Congresswoman Sheila Jackson Lee, a member of the House Gun Violence Prevention Task Force and a Senior Member of the House Judiciary Committee, released the following statement after the Governor of Georgia signed legislation (Georgia House Bill 60) which allows Georgians to carry firearms in a wide range of new places, including schools, bars, churches and government buildings:

“Over one million people have been killed with guns in the United States since 1968. U.S. homicide rates are 6.9 times higher than rates in 22 other populous high-income countries combined, despite similar non-lethal crime and violence rates. Most gun owners are responsible and law-abiding, and they use their guns safely. We must begin discussing common-sense steps we can take right now to combat gun violence. Signing House Bill 60 is not that right step to take when trying to confront gun violence in America. I have introduced H.R. 65, the Child Gun Safety and Gun Access Prevention Act and I have co-sponsored other gun safety legislation while in Congress. Many in the law enforcement community have expressed support for my legislation.

“The legislations signed today by the Governor of Georgia legalizes the use of silencers for hunting, clears the way for school staffers to carry guns in school zones and lets leaders of religious congregations choose whether to allow licensed gun holders inside. And it allows permitted gun owners to carry their weapons in government buildings – including parts of courthouses – where there is no security at the entrance. This is a step in the wrong direction!!!!!!

“The community in Newtown, Connecticut – along with the rest of the country – is still reeling from the inconceivable tragedy that took place at Sandy Hook Elementary on December 14, 2012; our hearts still ache with sadness and disbelief for the families and loved ones of the children and women who lost their lives in this senseless act of violence.

“As the founder and Co-Chair of the Congressional Children’s Caucus and a senior Member of the Judiciary Committee, I have listened far too often to the tragic testimony of individuals who have survived or lost loved ones as a result of gun violence.  We need a comprehensive approach: a surge in mental health services, mental health ‘first aid’ programs to identify and intervene in problems before it is too late, and a background check system that will stop the most dangerous among us from buying guns, by getting records in the system and closing the Internet and gun-show loopholes.

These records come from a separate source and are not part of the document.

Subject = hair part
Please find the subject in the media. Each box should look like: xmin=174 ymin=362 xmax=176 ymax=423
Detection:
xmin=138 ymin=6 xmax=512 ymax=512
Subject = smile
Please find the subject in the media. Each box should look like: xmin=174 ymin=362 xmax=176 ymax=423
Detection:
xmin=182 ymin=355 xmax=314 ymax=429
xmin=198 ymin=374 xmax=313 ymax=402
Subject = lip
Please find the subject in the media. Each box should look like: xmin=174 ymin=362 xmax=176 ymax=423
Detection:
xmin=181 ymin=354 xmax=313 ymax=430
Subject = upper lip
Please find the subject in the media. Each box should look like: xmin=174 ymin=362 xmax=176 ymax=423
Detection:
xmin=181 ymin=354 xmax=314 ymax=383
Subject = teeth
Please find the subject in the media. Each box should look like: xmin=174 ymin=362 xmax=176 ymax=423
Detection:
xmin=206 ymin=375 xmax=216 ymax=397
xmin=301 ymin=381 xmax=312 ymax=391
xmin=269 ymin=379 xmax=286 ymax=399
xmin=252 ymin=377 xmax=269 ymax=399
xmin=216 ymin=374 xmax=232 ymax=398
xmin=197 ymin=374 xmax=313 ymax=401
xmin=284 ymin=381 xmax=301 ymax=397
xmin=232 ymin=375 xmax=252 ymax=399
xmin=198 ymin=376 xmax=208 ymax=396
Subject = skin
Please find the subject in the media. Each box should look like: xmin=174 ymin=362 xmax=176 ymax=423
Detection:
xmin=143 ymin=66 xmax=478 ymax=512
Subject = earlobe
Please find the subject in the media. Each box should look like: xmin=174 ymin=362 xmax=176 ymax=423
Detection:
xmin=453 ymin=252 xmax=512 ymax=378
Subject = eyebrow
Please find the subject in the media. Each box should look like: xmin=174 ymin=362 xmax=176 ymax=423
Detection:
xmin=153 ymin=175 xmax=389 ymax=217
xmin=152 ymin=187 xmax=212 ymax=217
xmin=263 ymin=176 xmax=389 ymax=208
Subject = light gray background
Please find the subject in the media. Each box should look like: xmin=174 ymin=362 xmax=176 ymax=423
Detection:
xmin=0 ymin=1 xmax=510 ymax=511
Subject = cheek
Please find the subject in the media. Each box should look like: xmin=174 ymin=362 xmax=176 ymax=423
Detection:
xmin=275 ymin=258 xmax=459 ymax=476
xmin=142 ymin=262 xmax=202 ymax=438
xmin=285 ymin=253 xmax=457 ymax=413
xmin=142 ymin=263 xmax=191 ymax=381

“We must take on this challenge with the recognition that changing the pervasive culture of violence will not happen overnight.  While we can act now and pass legislation to ameliorate some of causes of the youth violence epidemic, this problem is larger than our laws. That is why we must make an enduring commitment to our youth.  Signing House Bill 60 does not make that commitment to our children. We must work tirelessly to create an environment in this country that lifts the psychological burden of violence off the shoulders of our kids.”